The new airport construction gave Cleveland a runway that was over a mile long, allowing pilots to take off from and land on a piece of pavement that was 5,500-feet long as opposed to the Hardwick runway’s 3,300 feet.

The new runway also had thicker pavement, which allowed for runways to handle the weight of jets landing and taking off from the airport.

The larger property has also allowed for the possibility of expansion as the airport’s traffic grows. Some pilots have moved their planes to the Cleveland Regional Jetport, but others are in the process of constructing new hangars there.

“Hardwick’s landlocked,” Fidler said. “There’s no room for expansion.“ 

He said the airport has already seen increased air traffic from planes owned by companies such as Whirlpool and Merck. The Jetport has reported to the FAA that it has 26 flights per day on average.

Fidler said he expected the number to rise as air travel continues to increase because of the allowance of jet traffic.

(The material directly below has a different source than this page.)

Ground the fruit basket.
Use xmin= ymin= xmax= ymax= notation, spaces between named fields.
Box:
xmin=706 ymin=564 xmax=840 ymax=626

In response to a question at the meeting regarding car traffic around the airport, he said there is a possibility that Dry Valley Road, where the airport is located, could be worked on in the future to accommodate the increased traffic predicted.

“The state is talking about enhancing this road,” Fidler said. “I’m sure widening is certainly one of the components.”

He also spoke of future plans for the Jetport, including the hope of adding “new global positioning instrument-based approaches” meant to better assist pilots with landings this summer.

Fidler also showed people at the meeting what the Jetport looked like when it was under construction.

He said the new terminal could become an additional place for community events because it houses three meeting rooms that can be rented by members of the community.

The Cleveland Media Association is a group for communication professionals in the Cleveland area. The group meets on the first Friday of each month.